The Truth About Elon Musk's Favorite Plane, The SR-71

If the X-Men say it's cool, and if Mr. SpaceX/Tesla Motors himself, Elon Musk, says it's cool, then it has to be very cool indeed. And indeed it is: It's the SR-71, sometimes referred to as the Blackbird, adapted (quite radically, albeit artistically) for toting mutants to battle evil on behalf of all of us. Mostly.

The actual plane, designated as the favorite aircraft of both Musk and his significant other, Grimes (Claire Elise Boucher, as CNN tells us), had a direct predecessor, the A-12, which is part of the name of the couple's child, X Æ A-12 (it's pronounced just the way it's spelled). The SR-71 itself is their "favorite aircraft," Grimes announced in a tweet, not because it's super cool and awesome, which it is, but because the aircraft has "no weapons, no defenses. Just speed. Great in battle, but non-violent."

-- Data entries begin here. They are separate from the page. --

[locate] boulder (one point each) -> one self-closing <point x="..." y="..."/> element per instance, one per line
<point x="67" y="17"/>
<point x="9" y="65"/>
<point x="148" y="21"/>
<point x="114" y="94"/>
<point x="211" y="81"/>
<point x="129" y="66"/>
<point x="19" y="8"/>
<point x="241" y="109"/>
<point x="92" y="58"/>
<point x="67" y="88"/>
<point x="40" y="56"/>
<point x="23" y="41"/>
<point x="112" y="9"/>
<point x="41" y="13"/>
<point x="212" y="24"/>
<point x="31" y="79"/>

Which seems to approach the land of oxymoron, but it's true. The Blackbird was commissioned as a response to an international incident in which a U-2 "Dragon Lady" U.S. reconnaissance plane was shot down over Russia. President Dwight Eisenhower ordered a new plane to be made that essentially could outrun enemy missiles. Lockheed, which also came up with the A-12 for the CIA, produced the Blackbird for the Air Force, rolling the plane out in 1964.

Calling it "fast" doesn't quite do it justice

It has a two-person crew, a pilot and a navigator. It's fast — very fast — and capable of very high-altitude flight (up to 80,000 feet, according to Business Insider). As for speed: try more than three times the speed of sound. If enemy missiles approach, the pilot can kick in the afterburners and outrun the menace. Think of that little cloud of dust the Road Runner kicks up just before it disappears beyond Wile E. Coyote's reach. Only in real life.

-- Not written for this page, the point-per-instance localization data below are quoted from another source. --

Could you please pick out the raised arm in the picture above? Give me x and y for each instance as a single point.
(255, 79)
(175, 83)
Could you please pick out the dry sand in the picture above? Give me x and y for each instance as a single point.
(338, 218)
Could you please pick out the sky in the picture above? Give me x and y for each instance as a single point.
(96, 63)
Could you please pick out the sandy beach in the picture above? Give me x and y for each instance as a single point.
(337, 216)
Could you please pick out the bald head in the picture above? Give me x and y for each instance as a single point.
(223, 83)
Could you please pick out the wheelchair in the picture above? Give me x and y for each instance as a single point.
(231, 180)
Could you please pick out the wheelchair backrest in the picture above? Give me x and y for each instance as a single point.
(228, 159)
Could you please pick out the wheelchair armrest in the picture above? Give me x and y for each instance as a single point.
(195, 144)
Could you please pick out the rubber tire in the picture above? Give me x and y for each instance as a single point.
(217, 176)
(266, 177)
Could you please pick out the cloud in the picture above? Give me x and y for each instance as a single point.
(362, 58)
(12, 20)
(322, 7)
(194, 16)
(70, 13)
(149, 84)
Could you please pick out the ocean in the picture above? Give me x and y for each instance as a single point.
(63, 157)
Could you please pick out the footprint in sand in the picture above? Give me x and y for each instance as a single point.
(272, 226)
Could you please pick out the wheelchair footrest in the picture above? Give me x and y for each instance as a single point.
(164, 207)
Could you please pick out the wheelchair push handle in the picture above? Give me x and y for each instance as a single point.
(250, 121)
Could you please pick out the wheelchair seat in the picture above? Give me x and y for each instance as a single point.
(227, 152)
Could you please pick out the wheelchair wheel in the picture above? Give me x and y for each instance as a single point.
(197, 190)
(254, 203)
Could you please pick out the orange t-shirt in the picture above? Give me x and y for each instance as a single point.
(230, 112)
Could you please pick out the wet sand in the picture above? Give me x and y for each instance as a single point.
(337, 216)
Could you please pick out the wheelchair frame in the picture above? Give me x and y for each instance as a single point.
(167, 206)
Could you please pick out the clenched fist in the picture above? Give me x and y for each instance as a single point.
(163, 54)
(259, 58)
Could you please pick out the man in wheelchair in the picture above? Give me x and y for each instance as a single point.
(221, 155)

That kind of speed does make it difficult to arm the machine, since it's moving faster than the aforementioned missiles, let alone bullets. And since it's so fast, it doesn't really need defensive weaponry anyway. There's only a slim chance it's going to be detected. One of the Blackbird's improvements over the A-12 is its expanded surface that deflects radar.

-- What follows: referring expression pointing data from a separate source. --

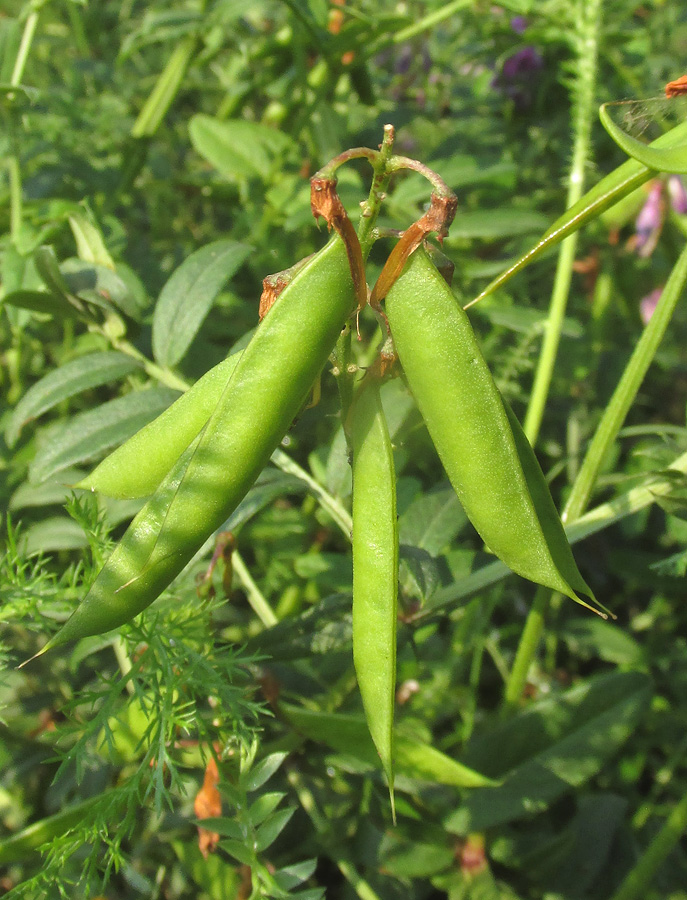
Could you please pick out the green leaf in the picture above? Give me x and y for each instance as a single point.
(224, 827)
(70, 379)
(53, 534)
(100, 286)
(239, 851)
(23, 844)
(42, 302)
(291, 876)
(186, 298)
(89, 241)
(137, 467)
(323, 629)
(609, 190)
(661, 159)
(238, 149)
(91, 433)
(349, 735)
(495, 224)
(270, 830)
(263, 771)
(263, 806)
(433, 520)
(556, 746)
(591, 637)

The Blackbird was retired from active service in 1990 — some say because of budget cuts; some say because of the collapse of the Soviet Union — though it still performed research work as recently as 1997. As How Stuff Works phrases it, "No weapon system has ever maintained that same degree of superiority over a period of four decades." Nothing that came before was anything like it. Nothing since has improved on it. Kind of a heavy burden to put on a child. Even one named X Æ A-12.